Talia smirked and stood from the bed—Jason mirrored her movements. “I’m sure you’ll think of something, fledgling,” she said. “Perhaps you can teach him how to be a Wayne.”
Jason could only huff a laugh at the absurdity of the statement. “Yeah, right,” he scoffed. “Very funny.”
Talia gestured for him to follow. “Come. This room is only temporary––another has been prepared for you.” She turned and left the room, Jason stepping behind her after a beat.
‘I don’t trust her one bit, Jason,’ Phantom spoke to him, and Jason trained his gaze on the back of Talia’s heels.
‘Me neither,’ Jason admitted. ‘But there’s not much else I can do right now except play along with whatever she wants. And I want to know what she finds out about what happened to me, and Bruce.’
Phantom hummed, but it sounded dissatisfied. ‘It’d be better if I wasn’t stuck in here,’ he griped. ‘I feel so useless.’
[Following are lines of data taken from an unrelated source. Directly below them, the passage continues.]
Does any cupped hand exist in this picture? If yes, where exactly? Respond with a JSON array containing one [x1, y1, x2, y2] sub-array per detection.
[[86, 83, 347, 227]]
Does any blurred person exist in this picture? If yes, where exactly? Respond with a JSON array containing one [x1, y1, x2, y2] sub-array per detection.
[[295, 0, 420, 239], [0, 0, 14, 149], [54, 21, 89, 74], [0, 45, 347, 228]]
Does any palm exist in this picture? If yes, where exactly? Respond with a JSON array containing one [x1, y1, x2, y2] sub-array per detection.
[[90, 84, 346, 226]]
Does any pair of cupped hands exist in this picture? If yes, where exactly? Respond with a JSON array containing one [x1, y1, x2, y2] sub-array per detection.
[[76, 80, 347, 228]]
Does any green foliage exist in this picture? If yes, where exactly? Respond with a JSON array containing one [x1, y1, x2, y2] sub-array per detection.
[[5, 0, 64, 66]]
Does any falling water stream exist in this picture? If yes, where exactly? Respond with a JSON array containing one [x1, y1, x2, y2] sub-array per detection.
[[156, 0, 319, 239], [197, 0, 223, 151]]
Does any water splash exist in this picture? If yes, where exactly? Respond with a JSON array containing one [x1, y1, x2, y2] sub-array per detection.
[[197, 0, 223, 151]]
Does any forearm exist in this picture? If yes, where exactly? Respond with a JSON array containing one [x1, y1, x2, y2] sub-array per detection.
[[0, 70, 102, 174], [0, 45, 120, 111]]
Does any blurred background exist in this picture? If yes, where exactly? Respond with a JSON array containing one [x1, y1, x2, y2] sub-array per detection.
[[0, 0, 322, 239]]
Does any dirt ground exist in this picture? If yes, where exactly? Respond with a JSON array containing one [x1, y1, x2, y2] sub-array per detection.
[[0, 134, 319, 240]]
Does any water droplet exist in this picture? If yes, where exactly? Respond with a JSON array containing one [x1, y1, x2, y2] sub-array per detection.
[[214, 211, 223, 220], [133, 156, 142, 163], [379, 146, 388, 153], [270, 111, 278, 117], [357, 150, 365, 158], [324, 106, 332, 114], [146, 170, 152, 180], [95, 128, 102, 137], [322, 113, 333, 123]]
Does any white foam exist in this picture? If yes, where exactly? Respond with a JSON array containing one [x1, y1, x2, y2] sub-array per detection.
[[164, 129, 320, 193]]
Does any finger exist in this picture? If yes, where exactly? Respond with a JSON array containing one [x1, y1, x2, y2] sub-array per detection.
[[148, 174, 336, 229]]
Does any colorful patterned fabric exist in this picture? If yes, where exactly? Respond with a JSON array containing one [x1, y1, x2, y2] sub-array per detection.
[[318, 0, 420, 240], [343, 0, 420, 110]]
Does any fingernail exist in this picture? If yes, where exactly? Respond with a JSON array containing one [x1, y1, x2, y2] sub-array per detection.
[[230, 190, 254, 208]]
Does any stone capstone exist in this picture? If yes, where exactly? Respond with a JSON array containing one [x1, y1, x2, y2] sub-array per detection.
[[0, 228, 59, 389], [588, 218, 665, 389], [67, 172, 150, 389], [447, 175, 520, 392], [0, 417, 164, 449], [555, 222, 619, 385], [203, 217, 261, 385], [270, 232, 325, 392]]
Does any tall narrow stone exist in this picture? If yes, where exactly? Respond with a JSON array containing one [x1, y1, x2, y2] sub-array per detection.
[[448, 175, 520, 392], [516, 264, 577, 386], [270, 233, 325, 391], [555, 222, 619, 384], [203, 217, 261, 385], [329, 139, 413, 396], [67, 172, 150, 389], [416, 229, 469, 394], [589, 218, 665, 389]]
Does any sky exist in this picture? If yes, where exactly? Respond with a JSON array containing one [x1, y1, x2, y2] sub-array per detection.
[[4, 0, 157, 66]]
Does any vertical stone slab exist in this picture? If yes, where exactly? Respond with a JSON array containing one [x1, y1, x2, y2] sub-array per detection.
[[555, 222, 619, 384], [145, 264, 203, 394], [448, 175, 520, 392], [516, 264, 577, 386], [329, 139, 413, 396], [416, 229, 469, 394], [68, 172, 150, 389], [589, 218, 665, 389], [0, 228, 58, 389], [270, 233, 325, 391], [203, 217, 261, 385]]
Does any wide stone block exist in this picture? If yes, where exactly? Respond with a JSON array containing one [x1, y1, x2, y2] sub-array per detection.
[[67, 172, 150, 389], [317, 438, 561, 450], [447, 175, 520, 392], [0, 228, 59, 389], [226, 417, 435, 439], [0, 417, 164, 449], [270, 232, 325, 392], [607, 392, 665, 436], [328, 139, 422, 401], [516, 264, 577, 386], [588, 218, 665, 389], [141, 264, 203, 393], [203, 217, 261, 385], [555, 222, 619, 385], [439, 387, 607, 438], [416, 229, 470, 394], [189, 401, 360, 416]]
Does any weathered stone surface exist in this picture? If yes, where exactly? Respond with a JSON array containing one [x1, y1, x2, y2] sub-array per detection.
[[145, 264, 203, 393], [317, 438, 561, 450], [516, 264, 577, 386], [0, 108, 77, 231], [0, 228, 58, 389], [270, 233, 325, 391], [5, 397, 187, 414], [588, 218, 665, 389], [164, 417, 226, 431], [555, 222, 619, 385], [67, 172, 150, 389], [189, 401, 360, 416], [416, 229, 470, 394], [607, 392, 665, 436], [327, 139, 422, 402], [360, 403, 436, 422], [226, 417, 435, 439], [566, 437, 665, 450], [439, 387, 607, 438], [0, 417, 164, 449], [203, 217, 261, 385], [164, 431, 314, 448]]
‘Well, I’m glad you’re here anyway,’ Jason whispered in his mind. He pictured Phantom as he looked in the Ghost Zone, remembering the encompassing feeling of safety whenever his ghost had been with the King, even amidst their tussles with the other ghosts. He still felt that—every time that icy chill rushed through him, he remembered he wasn’t alone.
‘So am I,’ Phantom whispered back. Jason felt that chill again and he fought back a smile.